In their article, Raldow et al provide an excellent summary of the issues surrounding the use of salvage radiotherapy for a post-prostatectomy recurrence.
For practicing clinicians, the pressing issue is how to appropriately select patients for treatment with salvage radiotherapy. Conventional wisdom would suggest that salvage radiotherapy should be offered to patients with the highest likelihood of harboring local-only disease (eg, PSA doubling time > 12 months, positive surgical margins, interval to PSA failure > 3 years, Gleason 7 or lower), while patients with a high likelihood of distant micrometastatic disease (eg, PSA doubling time < 6 months, Gleason 8-10, interval to PSA failure < 3 years, PSA at failure > 2.0 ng/mL) are unlikely to benefit from salvage local treatment.[1-3] As seen in the multi-institutional data from Stephenson et al, patients with the favorable features tended to have good 4-year PSA control (i.e. > 50%) after salvage radiotherapy, while PSA control was poor (ie, < 30%) for patients with the unfavorable features.[4]

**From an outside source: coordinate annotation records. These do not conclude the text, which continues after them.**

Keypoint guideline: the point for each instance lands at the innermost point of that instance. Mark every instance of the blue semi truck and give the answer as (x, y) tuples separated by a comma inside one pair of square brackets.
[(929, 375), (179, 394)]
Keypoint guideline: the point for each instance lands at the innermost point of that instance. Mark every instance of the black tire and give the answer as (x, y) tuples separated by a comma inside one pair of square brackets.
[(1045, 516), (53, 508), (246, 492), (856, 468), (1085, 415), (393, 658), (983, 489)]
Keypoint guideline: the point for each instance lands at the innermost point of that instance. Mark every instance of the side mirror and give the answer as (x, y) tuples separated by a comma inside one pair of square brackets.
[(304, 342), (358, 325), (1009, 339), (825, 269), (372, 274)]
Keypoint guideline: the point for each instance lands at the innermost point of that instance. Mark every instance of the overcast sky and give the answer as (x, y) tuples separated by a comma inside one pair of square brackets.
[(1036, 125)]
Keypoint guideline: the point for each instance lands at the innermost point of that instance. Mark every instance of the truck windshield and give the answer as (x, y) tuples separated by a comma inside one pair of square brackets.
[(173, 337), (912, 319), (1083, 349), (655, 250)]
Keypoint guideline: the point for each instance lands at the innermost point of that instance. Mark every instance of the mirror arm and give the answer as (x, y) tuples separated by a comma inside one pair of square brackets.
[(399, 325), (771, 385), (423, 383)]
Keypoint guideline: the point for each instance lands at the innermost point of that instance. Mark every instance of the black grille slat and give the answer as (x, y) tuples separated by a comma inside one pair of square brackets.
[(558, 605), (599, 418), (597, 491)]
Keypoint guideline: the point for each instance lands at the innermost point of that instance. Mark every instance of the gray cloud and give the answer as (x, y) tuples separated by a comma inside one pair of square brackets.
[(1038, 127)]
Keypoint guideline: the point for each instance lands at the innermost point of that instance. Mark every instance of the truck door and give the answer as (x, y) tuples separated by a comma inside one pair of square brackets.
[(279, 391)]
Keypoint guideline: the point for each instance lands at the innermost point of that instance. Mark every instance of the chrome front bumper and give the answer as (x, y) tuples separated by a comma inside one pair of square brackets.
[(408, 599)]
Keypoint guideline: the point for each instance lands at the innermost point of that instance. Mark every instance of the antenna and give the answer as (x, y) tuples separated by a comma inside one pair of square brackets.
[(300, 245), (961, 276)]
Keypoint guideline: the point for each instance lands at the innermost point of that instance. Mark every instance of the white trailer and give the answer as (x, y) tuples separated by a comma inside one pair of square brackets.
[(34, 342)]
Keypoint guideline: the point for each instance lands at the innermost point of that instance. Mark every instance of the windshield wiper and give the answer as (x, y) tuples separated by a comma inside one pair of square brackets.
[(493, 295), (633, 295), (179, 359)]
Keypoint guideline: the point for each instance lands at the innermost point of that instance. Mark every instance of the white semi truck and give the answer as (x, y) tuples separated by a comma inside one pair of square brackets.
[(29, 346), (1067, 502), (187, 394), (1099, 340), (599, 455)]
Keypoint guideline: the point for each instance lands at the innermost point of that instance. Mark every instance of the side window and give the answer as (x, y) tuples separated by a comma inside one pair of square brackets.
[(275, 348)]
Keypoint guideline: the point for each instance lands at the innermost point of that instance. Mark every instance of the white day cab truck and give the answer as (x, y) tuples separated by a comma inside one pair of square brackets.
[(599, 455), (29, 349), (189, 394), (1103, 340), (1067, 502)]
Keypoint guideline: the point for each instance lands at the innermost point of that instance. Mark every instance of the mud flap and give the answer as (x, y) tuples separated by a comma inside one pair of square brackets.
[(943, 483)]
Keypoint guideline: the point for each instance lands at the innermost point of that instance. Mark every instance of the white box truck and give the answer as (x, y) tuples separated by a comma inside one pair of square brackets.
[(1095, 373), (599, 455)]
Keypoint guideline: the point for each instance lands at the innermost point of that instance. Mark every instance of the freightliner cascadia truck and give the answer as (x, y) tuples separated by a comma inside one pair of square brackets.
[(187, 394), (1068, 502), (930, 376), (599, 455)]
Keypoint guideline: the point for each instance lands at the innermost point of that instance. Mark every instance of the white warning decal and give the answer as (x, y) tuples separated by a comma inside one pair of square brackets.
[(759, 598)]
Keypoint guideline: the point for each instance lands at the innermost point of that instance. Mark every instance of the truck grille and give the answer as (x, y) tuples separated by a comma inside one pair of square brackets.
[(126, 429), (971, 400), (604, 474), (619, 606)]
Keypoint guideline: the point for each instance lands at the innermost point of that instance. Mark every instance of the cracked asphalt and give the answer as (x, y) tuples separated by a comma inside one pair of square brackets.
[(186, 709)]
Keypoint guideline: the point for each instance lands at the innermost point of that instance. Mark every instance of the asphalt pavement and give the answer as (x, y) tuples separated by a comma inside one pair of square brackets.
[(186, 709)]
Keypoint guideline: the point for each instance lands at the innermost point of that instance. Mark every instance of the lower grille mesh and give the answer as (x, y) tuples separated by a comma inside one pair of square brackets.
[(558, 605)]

However, this does not necessarily mean that unfavorable patients should not be offered salvage radiotherapy. In fact, surprisingly, the Trock et al retrospective data from Johns Hopkins published in JAMA in 2008 found that while salvage radiotherapy was associated with an improvement in prostate cancer–specific survival and overall survival, the benefit was limited only to men with a short doubling-time (ie, < 6 months), who are precisely the group traditionally thought to harbor micrometastatic disease.[5] Conversely, no benefit in prostate cancer–specific survival could be detected from salvage radiotherapy in men with PSA doubling time > 6 months. Despite these results, in practice, we continue to fully support salvage radiotherapy for men with a PSA doubling time > 6 months, as the Trock study (with only 6 years of follow-up) may not have followed patients long enough to detect a benefit from salvage radiotherapy among those with slowly progressing disease. However, because of the Trock data, we are also offering salvage radiotherapy to more patients with short doubling times and other unfavorable features, as the data suggest that there may be a group of patients with aggressive and rapidly progressing disease that remains localized to the prostate bed and that can be effectively salvaged by radiotherapy.
Two other important questions remain unanswered for the delivery of salvage radiotherapy. First, should the pelvic lymph nodes be treated, or only the prostate bed? Second, should concurrent androgen deprivation be used? The use of pelvic nodal radiation for intermediate- and high-risk disease in the intact setting remains controversial despite the publication of two randomized trials addressing the issue.[6-10] In the salvage setting, no randomized trials have been published, although the RTOG 05-34 (opened Feb 2008, requires 1764 patients), seeks to answer this question by randomizing patients to pelvic radiation, plus 4-6 months of ADT vs. prostate-bed only radiation, plus 4-6 months of ADT. Currently at our institution, we are not routinely irradiating pelvic lymph nodes in the intact prostate or post-operative settings unless there is evidence of nodal involvement, but we will use it in certain select cases with features such as seminal vesicle involvement and Gleason 9 or 10 disease.
A third arm in the RTOG 05-34 study is prostate-bed-only radiation without ADT, which will allow this study to answer the question of whether ADT improves outcomes when added to salvage radiation. Two other ongoing randomized trials are also hoping to answer this question: the UK-NCIC RADICALS Trial (opened Jan 2007, requires 1,600 patients), and the EORTC 22043 (opened 2009, requires 600 patients). In addition, we are awaiting publication of the RTOG 96-01, which has been completed and which tested whether bicalutamide(Drug information on bicalutamide) 150 mg QD (a dose that is no longer FDA approved in the US) improves survival when added to salvage radiotherapy. The available retrospective data from Trock did not find that ADT plus salvage radiotherapy improved prostate cancer–specific survival over salvage radiation alone, but in any retrospective study it is hard to remove the selection bias, ie, that men with more aggressive disease will be chosen to receive ADT and so this makes it harder to show a benefit due to ADT. As we await the results of randomized trials, we are extrapolating from the randomized trials in the intact setting and adding ADT to salvage radiotherapy for patients who would have been offered ADT in the intact setting, such as those with Gleason 8-10 disease or seminal vesicle invasion.[11-13] Adding ADT may also be reasonable for patients with a short PSA doubling time (ie, less than 6 months), but we will need to await the results of randomized trials before reaching definitive conclusions.
Financial Disclosure: The authors have no significant financial interest or other relationship with the manufacturers of any products or providers of any service mentioned in this article.